Faceswap Training

Hi there!

I wanted to train a model for faceswapping which is basically using a shared encoder for 2 decoders (1 for each face). I didn’t put them all in one model, but I kept it modular as indicated in the code below. My question is, if I don’t include the weights of the encoder in the optimizer, do they ever get updated in the training stage?

    # Instantiate three different modules
    encoder = model.module.encoder
    decoder_potter = copy.deepcopy(model.module.decoder)
    decoder_chua = copy.deepcopy(model.module.decoder)

    # Other hyperparameters
    criterion = nn.MSELoss()
    params_chua = list(decoder_chua.parameters()) 
    params_potter = list(decoder_potter.parameters()) 
    
    optimizer_chua = torch.optim.SGD(
        filter(lambda p: p.requires_grad, params_chua),
        args.lr,
        weight_decay=args.weight_decay)
    optimizer_potter = torch.optim.SGD(
        filter(lambda p: p.requires_grad, params_potter),
        args.lr,
        weight_decay=args.weight_decay)

Basically, I only have these two optimizers during training. My training loop can be seen below:

    for i, (img_chua, img_potter) in tqdm(enumerate(zip(train_loader_chua, cycle(train_loader_potter)))):
        img_chua, img_potter = img_chua[0].cuda(), img_potter[0].cuda()
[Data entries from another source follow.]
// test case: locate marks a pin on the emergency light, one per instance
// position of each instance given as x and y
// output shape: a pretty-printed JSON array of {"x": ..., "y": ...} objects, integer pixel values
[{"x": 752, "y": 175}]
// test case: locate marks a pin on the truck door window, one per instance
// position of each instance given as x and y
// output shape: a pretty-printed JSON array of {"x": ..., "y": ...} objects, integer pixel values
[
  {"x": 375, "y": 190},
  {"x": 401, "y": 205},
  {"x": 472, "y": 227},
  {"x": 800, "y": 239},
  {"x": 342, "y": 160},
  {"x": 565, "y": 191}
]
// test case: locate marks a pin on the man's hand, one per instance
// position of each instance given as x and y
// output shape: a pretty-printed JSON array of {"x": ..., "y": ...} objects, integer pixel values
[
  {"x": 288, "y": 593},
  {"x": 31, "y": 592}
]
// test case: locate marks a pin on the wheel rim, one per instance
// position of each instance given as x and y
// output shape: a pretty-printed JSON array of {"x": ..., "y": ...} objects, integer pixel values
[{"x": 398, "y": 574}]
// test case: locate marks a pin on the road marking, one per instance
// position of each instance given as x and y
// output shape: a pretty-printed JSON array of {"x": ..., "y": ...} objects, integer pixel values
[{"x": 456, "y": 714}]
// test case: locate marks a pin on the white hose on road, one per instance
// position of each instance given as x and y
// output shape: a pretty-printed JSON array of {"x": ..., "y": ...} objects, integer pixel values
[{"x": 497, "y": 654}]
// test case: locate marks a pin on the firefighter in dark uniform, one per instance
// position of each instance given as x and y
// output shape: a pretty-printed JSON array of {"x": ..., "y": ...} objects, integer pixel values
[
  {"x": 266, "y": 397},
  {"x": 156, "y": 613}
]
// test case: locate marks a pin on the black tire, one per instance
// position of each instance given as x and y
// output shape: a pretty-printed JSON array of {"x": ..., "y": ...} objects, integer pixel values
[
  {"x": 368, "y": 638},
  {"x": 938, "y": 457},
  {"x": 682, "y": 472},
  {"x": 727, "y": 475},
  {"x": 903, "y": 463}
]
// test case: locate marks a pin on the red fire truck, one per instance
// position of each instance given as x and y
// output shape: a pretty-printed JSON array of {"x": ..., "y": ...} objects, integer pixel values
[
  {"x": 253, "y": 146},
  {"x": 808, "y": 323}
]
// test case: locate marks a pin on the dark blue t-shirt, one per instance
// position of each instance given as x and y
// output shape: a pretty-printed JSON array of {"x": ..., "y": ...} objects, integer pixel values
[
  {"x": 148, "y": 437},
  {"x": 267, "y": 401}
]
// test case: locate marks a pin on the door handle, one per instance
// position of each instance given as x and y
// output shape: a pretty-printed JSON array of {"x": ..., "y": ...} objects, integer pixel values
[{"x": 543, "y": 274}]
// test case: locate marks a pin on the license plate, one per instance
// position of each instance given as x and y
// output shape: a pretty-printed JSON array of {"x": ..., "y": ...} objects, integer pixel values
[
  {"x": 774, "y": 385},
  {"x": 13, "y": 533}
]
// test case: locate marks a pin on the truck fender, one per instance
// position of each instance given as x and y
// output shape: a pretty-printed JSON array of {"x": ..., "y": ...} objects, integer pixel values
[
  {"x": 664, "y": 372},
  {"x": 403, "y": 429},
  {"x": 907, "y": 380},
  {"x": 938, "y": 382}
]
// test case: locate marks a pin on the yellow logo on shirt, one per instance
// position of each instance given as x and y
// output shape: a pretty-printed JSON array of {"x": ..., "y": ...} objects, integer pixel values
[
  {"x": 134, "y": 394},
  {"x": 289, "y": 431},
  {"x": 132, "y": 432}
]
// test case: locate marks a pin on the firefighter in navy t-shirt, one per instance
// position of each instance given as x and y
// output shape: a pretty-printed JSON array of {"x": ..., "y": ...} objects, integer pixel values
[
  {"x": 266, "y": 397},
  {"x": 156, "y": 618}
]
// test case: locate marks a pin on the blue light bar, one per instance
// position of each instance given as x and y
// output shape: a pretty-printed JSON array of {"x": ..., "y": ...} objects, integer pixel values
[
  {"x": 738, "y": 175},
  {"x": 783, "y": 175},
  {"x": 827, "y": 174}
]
        img_chua_recon = decoder_chua(encoder(img_chua))
        chua_loss = criterion(img_chua_recon, img_chua)
        total_chua_loss += chua_loss
        optimizer_chua.zero_grad()
        chua_loss.backward()
        optimizer_chua.step()

        img_potter_recon = decoder_potter(encoder(img_potter))
        potter_loss = criterion(img_potter_recon, img_potter)
        total_potter_loss += potter_loss
        optimizer_potter.zero_grad()
        potter_loss.backward()
        optimizer_potter.step()

Thank you very much.

No, only parameters passed to an optimizer with valid .grad attributes will be updated in the corresponding optimizer.step() calls (unless you manually manipulate parameters of course, but that’s not the question here).
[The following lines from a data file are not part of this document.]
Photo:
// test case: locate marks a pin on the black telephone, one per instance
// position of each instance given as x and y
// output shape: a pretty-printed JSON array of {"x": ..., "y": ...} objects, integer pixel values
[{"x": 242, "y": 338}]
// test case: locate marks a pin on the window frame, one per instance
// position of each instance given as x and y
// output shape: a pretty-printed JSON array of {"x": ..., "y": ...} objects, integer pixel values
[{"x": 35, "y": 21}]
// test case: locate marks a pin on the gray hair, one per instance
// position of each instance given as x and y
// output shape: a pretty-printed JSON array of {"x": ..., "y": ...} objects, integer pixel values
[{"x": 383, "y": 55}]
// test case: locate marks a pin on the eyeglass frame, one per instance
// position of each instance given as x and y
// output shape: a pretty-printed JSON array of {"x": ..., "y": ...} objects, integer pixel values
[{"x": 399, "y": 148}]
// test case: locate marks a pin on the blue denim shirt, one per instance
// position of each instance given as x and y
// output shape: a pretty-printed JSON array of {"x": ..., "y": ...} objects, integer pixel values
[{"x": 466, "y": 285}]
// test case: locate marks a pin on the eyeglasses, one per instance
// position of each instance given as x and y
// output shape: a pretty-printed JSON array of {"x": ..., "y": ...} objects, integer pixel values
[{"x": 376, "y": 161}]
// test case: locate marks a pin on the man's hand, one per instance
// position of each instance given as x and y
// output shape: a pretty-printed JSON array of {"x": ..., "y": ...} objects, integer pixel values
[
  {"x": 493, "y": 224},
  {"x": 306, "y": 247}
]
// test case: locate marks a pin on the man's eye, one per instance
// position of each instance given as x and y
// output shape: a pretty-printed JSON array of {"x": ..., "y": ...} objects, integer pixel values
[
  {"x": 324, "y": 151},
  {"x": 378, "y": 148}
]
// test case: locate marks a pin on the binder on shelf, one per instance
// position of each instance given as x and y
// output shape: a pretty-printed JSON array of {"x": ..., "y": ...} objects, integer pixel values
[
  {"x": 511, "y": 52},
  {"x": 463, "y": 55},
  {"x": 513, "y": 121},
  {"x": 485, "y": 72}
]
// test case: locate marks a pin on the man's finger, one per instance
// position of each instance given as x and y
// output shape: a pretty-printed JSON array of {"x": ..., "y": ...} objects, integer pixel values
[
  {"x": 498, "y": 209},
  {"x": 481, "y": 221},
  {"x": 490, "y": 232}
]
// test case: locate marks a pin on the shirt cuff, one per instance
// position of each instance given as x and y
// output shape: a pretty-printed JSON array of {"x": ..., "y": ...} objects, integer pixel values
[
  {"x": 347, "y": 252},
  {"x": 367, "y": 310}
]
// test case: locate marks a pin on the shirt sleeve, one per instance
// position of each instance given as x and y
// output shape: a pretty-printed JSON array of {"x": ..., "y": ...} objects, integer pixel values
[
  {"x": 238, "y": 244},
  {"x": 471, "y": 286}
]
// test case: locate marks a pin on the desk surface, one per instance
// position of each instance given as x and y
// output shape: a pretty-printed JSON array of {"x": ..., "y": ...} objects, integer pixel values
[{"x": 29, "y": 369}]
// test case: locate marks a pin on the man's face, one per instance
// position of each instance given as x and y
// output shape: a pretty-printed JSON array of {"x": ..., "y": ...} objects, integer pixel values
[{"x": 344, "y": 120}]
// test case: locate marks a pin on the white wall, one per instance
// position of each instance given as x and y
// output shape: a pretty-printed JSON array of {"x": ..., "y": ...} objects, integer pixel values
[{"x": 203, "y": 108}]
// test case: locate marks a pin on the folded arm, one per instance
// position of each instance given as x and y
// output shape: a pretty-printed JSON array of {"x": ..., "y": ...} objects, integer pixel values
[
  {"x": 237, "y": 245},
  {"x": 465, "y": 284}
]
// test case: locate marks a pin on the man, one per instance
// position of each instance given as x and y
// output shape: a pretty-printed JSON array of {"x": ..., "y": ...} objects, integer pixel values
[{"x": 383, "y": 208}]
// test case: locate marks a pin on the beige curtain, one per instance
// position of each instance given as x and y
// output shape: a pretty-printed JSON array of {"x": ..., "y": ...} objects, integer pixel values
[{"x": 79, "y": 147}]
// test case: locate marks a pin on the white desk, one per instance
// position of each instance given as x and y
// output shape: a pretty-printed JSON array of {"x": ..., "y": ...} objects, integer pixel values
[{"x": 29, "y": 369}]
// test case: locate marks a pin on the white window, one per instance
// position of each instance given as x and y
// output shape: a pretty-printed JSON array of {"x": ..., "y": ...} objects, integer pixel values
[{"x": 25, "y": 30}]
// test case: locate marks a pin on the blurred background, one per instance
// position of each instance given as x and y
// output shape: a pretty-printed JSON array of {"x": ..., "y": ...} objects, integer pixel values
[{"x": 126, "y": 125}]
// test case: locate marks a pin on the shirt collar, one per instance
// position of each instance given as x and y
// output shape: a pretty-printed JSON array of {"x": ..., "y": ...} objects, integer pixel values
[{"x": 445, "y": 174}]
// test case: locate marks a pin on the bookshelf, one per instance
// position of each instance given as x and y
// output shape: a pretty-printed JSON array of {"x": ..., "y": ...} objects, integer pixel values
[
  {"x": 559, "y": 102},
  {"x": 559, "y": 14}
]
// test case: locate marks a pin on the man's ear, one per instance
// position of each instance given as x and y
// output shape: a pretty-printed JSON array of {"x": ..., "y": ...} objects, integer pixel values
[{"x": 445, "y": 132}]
Note that encoder’s parameters will still get valid gradients since you are not detaching its output.
If you never intend to train encoder you could wrap its forward pass into a with torch.no_grad() guard to disable Autograd and to avoid storing intermediate forward activations, which would be needed to compute the gradients.

Also note that some layers will update their internal buffers in each forward pass if model.train() is used, e.g. batchnorm layer will update their running stats using the current batch stats.
To disable this you should call model.eval() before executing the forward pass.

I understand. Thank you very much for the reply!